If you look at your direct experience, you’ll notice that now never ends. It has no boundary. It is eternal.
Now doesn’t move. Experience comes and goes, just as thoughts come and go, but now is eternally unmoving and present.
Now is real. Yet most people miss now entirely, because they are thinking about the past or imagining the future. An important key to true perception is learning to recognize the reality of now, and to give attention to this present fact.

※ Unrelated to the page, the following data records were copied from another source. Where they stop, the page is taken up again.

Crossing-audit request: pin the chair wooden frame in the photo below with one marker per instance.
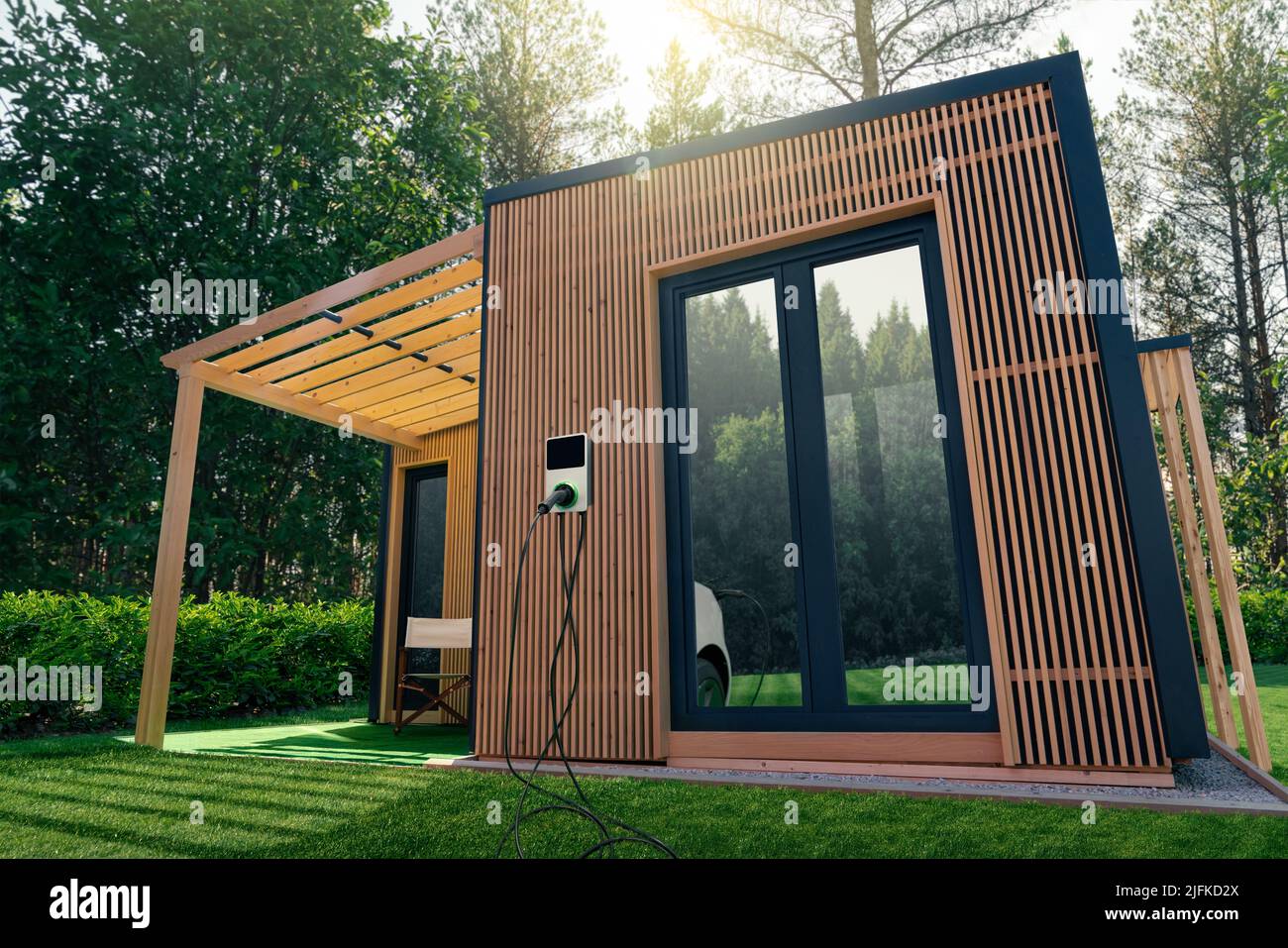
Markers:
(430, 634)
(397, 365)
(1168, 376)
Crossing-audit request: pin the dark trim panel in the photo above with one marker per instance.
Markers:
(1166, 621)
(478, 484)
(377, 633)
(824, 702)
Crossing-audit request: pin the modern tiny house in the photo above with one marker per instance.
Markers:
(892, 432)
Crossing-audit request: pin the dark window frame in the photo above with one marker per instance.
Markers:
(412, 476)
(823, 694)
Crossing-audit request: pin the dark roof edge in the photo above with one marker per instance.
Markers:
(849, 114)
(1183, 342)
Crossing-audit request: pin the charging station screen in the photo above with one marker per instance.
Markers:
(566, 453)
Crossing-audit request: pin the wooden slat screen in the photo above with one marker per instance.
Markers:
(458, 449)
(575, 330)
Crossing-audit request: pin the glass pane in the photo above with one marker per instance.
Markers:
(739, 506)
(897, 569)
(425, 579)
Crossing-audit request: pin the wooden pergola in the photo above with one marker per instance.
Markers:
(390, 353)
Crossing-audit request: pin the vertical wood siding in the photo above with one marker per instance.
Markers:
(574, 331)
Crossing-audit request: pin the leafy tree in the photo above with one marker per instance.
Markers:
(679, 112)
(540, 73)
(294, 143)
(1202, 214)
(844, 51)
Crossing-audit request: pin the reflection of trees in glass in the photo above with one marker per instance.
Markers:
(897, 569)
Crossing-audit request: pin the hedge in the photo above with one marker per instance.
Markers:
(233, 655)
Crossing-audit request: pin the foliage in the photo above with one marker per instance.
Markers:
(233, 655)
(292, 143)
(844, 51)
(1189, 176)
(540, 75)
(1265, 620)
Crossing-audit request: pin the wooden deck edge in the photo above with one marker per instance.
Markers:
(1250, 769)
(911, 789)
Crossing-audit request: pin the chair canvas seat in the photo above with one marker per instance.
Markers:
(438, 633)
(425, 634)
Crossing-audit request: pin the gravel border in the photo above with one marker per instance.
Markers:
(1212, 784)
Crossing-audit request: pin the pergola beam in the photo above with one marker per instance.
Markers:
(171, 552)
(274, 397)
(464, 244)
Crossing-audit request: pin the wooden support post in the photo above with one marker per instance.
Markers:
(1162, 377)
(171, 549)
(1219, 549)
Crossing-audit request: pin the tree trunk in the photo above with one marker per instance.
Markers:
(1247, 376)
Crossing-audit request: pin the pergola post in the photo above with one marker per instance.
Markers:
(171, 549)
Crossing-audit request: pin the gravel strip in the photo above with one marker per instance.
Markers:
(1214, 779)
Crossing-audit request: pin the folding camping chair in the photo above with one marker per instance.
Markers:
(423, 634)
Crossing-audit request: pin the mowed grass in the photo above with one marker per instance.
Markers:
(93, 796)
(97, 796)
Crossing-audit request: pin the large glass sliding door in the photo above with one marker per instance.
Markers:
(818, 524)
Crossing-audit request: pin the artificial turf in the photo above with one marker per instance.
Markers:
(356, 742)
(99, 796)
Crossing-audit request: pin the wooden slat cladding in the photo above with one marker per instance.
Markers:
(575, 270)
(458, 449)
(1168, 377)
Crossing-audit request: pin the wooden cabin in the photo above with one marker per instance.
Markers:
(918, 438)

Do you have a clock or watch with a second hand? If so, try this exercise:
Watch the second hand as it moves around the face of the watch or clock. Notice the second hand moves, but now doesn’t move. Keep your attention focused on the unmoving now as you watch the second hand. Notice now is eternally present and absolutely real.
Regina’s Tip for Lesson 9
The three most recent workbook lessons are “I see only the past,” “My mind is preoccupied by past thoughts,” and today’s lesson, “I see nothing as it is now.” These statements are true because of the decisions we make about what we see and experience. We make unevaluated decisions all of the time, and then we experience the world through those decisions. That means we aren’t experiencing a person, a thing or a situation as it is. Instead, we experience our past decisions about that person, thing or situation.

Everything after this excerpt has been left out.